Pour ma part, j'ai pris le parti de voir les choses autrement. J'écris ce qui serait une deuxième version de l'histoire de Yukonnaise. Quelque chose de plus concentré, de plus intense aussi.  Et j'ai du fun comme c'est pas permis! Certains jours, je m'amuse tellement que je me dis que c'est moi qui devrais payer Gaëa Films pour avoir le droit de jouer avec mes personnages comme je le fais. Heureusement pour mes finances personnelles, mon agent est contre cette idée et se sert de son droit de veto pour s'opposer à  toute proposition de ce genre.

N'empêche, je sais que je vais décevoir des gens. Je suis obligée de couper dans l'histoire, et il y a nécessairement des lecteurs qui vont être déçus de ne pas retrouver à l'écran TOUT ce qui était dans le livre. Mais pour ce faire, il aurait fallu une minisérie étalée sur deux ans!

Je pense beaucoup ces temps-ci à George R. R. Martin, l'auteur de A Game of Thrones. Et je pense aux scénaristes qui ont travaillé à partir des romans. Je leur lève mon chapeau. Parce que même si j'ai beaucoup aimé la première saison à HBO, j'ai été déçue de ne pas retrouver à l'écran tout l'humour, toute la verve et tout le cœur de Tyrion. 

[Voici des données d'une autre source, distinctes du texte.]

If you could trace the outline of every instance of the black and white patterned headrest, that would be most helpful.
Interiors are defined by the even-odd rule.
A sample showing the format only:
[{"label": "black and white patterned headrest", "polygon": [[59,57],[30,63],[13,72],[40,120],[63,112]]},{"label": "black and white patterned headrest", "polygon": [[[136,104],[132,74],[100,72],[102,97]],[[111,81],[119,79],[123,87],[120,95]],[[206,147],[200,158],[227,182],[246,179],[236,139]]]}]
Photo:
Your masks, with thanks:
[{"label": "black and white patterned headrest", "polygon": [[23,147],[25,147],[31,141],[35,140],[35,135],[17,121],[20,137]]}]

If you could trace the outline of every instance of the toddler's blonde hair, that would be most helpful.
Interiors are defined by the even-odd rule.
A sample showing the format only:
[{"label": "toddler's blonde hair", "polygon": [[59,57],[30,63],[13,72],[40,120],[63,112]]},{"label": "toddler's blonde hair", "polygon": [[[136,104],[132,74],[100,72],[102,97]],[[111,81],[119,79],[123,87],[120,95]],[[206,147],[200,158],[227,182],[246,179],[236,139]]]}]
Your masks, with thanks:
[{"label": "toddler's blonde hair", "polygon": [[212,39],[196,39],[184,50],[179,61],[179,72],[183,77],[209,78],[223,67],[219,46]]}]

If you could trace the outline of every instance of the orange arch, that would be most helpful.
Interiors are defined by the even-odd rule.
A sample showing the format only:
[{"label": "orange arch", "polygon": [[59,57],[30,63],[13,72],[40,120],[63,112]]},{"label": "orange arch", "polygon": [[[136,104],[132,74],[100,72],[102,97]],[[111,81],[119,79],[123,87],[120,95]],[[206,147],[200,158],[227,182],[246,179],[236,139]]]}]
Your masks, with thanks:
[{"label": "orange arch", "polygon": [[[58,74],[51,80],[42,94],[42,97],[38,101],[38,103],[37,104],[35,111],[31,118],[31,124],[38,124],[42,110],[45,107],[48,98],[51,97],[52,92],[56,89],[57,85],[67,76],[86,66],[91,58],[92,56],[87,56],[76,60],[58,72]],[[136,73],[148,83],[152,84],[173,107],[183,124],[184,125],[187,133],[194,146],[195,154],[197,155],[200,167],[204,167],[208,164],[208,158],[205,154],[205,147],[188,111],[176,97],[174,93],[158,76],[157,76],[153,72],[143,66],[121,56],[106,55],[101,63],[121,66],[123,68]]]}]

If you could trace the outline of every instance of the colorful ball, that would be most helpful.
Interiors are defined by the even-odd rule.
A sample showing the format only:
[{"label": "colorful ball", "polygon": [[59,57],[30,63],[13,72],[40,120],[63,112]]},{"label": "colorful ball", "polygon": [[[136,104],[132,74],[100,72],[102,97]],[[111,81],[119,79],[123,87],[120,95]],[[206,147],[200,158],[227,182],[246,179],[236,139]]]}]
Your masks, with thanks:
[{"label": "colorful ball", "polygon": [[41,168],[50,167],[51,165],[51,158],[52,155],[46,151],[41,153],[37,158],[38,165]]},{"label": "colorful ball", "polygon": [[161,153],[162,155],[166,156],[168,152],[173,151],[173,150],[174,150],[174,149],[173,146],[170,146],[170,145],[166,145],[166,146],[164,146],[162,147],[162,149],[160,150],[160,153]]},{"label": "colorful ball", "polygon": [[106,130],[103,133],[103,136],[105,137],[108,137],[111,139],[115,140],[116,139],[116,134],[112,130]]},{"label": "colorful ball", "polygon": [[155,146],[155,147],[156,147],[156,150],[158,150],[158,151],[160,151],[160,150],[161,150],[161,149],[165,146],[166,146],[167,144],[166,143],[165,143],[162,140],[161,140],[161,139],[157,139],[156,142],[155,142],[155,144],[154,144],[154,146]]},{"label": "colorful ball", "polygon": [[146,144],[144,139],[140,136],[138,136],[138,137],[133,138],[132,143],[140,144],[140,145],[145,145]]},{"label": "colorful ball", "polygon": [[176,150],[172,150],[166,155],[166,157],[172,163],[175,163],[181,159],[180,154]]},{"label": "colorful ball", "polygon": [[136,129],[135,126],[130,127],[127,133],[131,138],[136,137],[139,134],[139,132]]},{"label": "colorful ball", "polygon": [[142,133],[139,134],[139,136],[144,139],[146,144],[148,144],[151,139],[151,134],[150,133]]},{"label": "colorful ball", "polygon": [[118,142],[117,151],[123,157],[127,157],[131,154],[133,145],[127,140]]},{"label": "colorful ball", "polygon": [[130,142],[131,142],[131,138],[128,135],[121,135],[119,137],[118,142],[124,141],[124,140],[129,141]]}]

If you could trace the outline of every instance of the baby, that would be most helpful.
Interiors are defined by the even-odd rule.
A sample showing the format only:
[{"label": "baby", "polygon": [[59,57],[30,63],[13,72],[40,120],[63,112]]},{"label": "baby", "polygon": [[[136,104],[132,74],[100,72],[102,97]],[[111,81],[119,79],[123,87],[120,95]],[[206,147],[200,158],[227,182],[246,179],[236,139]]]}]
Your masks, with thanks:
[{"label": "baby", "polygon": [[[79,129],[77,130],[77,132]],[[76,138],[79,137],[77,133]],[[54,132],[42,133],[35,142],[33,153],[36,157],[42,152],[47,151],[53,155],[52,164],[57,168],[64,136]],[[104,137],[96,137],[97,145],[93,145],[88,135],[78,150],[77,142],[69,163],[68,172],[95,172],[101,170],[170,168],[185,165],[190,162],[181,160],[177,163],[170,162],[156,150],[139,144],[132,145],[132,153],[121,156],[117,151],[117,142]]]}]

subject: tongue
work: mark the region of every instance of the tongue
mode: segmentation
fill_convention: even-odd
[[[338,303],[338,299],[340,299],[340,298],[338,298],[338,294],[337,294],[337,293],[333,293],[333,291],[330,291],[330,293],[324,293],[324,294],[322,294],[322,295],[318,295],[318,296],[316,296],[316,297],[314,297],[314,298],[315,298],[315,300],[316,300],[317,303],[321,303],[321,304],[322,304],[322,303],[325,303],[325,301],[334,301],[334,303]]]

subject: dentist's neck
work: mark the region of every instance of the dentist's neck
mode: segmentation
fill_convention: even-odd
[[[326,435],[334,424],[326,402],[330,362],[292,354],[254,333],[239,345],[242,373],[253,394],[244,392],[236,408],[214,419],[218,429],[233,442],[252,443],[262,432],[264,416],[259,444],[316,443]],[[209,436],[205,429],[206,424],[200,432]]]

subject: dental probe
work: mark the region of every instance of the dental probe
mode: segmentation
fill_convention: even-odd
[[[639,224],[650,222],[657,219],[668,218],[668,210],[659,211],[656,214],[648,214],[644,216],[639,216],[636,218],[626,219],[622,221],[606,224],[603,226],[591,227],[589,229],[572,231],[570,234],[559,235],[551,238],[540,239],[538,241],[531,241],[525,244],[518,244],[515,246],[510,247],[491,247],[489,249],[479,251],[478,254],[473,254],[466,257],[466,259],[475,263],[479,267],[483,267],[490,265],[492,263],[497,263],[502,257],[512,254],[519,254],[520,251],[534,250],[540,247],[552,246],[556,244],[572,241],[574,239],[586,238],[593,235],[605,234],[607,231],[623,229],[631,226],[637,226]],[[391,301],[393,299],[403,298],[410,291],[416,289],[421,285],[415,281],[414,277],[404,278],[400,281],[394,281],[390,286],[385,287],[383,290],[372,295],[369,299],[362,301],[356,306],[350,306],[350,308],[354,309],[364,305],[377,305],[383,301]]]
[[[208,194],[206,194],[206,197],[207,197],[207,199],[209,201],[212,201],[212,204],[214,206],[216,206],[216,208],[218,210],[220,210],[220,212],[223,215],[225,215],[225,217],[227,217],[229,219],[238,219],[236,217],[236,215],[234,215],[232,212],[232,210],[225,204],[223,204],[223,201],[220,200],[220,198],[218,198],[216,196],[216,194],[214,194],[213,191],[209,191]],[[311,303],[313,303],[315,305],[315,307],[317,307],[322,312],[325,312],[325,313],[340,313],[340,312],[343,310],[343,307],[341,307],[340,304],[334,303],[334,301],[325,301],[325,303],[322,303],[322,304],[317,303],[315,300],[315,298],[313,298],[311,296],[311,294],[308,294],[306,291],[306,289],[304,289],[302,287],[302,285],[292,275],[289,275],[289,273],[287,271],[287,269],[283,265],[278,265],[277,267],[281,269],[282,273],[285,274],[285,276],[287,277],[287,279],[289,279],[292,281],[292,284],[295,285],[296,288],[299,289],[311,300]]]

L'expérience que je suis en train d'acquérir en ce moment me prouve que si j'ai tellement aimé Tyrion et si je le connaissais aussi bien, c'est que le roman m'avait permis d'entrer dans sa tête, de penser avec lui et de souffrir avec lui. La lecture m'avait aussi permis d'apprécier les origines de sa bonté. Toutes ces choses sont IMPOSSIBLES à rendre à l'écran. Il aurait fallu une saison complète de la minisérie juste sur Tyrion. Puis une autre sur Jon Snow, puis une autre sur Aria, etc. Ça n'aurait plus eu de fin et nous, en tant que spectateurs, nous nous serions lassés.

J'en arrive à la conclusion qu'il y a des prouesses qu'on ne peut raconter que dans un roman parce qu'un roman, c'est multidimensionnel. Ça s'étire autant qu'on veut, tant qu'on en a besoin. Un film, ça dure deux heures. Mais en deux heures, on peut faire d'autres sortes de prouesses. Comme vous faire chavirer le coeur en vous racontant une bonne histoire et en vous immergeant visuellement et émotivement dans la vie yukonnaise.

J'espère que le film qu'on tournera avec mon scénario vous plaira. Moi, je l'adore!